Fuggì quasi staccandosi da lei. Se ne andò con le armi, il pastrano, la bisaccia e la maschera.
La lastra rimase da Lilith, nella sua capanna. Ogni tanto lui andava a guardarla, ma ogni volta la lasciava dove era stata riposta, subito dietro l'ingresso, appesa al posto della maschera. Era meglio così. Preferiva lasciarla dove era, perché temeva che a prenderla tutto sarebbe finito e non voleva correre rischi.
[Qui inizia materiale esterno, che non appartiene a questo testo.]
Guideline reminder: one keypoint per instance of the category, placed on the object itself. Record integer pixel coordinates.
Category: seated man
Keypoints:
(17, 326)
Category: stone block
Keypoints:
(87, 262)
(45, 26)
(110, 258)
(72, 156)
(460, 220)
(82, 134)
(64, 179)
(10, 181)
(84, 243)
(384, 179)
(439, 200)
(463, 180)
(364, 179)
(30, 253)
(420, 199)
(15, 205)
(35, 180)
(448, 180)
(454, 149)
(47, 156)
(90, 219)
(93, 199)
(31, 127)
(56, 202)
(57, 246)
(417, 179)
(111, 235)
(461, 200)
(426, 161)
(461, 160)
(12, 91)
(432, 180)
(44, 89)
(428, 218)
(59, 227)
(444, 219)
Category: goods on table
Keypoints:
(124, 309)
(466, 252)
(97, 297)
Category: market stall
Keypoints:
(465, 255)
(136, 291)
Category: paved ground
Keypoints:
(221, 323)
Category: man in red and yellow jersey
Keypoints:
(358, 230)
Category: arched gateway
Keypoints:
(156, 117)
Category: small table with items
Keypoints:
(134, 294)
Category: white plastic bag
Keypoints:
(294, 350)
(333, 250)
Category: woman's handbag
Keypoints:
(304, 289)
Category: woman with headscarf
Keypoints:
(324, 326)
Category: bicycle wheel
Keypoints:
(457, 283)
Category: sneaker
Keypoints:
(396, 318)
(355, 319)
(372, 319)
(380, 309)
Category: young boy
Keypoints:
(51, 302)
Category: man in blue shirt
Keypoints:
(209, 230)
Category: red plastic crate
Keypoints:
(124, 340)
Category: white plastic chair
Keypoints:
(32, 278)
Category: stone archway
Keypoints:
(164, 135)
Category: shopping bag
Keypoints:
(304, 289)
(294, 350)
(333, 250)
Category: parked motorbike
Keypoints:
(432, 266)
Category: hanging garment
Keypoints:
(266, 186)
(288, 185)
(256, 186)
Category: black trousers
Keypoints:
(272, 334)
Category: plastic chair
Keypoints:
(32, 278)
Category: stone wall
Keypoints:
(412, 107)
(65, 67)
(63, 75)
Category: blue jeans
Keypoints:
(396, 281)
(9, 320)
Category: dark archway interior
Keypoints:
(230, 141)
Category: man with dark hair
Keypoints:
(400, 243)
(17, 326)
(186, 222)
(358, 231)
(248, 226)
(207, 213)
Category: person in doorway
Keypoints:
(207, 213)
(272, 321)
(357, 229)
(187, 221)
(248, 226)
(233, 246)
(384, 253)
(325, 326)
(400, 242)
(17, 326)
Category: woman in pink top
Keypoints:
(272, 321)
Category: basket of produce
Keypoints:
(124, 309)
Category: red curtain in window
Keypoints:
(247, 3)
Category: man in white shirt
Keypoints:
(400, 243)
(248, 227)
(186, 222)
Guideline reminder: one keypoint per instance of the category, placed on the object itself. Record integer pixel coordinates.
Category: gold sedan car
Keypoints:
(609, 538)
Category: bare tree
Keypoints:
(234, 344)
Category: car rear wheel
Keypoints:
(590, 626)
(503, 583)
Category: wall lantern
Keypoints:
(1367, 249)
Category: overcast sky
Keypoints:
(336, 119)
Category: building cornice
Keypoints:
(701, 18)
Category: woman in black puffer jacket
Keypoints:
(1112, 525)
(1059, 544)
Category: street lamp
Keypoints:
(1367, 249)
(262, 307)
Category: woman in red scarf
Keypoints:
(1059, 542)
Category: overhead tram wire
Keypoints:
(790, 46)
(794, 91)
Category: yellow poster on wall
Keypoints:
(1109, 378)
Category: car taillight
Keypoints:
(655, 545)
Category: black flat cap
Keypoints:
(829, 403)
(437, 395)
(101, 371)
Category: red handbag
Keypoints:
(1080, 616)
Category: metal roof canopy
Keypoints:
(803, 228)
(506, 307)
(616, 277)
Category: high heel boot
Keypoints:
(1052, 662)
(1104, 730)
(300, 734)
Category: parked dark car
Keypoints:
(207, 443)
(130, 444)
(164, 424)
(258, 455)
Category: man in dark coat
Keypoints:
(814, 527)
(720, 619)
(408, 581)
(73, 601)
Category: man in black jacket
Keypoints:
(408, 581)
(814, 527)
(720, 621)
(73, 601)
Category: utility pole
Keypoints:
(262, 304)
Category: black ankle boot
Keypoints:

Da quella volta erano passati molti giorni e non gli pareva possibile che il tempo fosse passato così in fretta. Troppo, troppo in fretta. Tre settimane erano già passate dal suo arrivo nella laguna.
Vestire alla Tumbà gli piaceva, così come mangiare e vivere nelle capanne sulle isole. Per la prima volta dopo molti anni poteva dire di sentirsi a casa invece che un lupo ramingo, però sapeva che non sarebbe durato a lungo. Una settimana appena, la luna sarebbe arrivata al termine e con essa sarebbe terminata anche la pace. Lo sapeva. Lo temeva. Altri mesi da Gopanda-Leta lo attendevano ancora e con essi gli obblighi che la sua carica portava con sé.
Da quando aveva lasciato il villaggio di Kimani non aveva più avuto contatti con le donne Ratnor e con angoscia sentiva avvicinarsi il momento in cui le avrebbe incontrate nuovamente. Faticava ad accettare ancora il suo ruolo e da quando era arrivato nella laguna aveva fatto di tutto per allontanare quel pensiero dalla sua mente. Altro la tenne occupata : Il Libro delle Foglie.
Appena lasciò sua madre, ancora scosso dalle scoperte appena fatte, andò a cercare Ranuncolo e si fece consegnare il rotolo di foglie appartenuto a suo nonno. Era pronto a tutto, anche a riaverlo con la forza, se fosse stato necessario. Invece il Setmin, appena glielo chiese, glielo consegnò subito, senza fare storie o sollevare polemiche. Annuì, andò a prenderlo e glielo porse:
"È giusto, ora puoi leggerlo" gli disse solamente e lui lo prese in parola.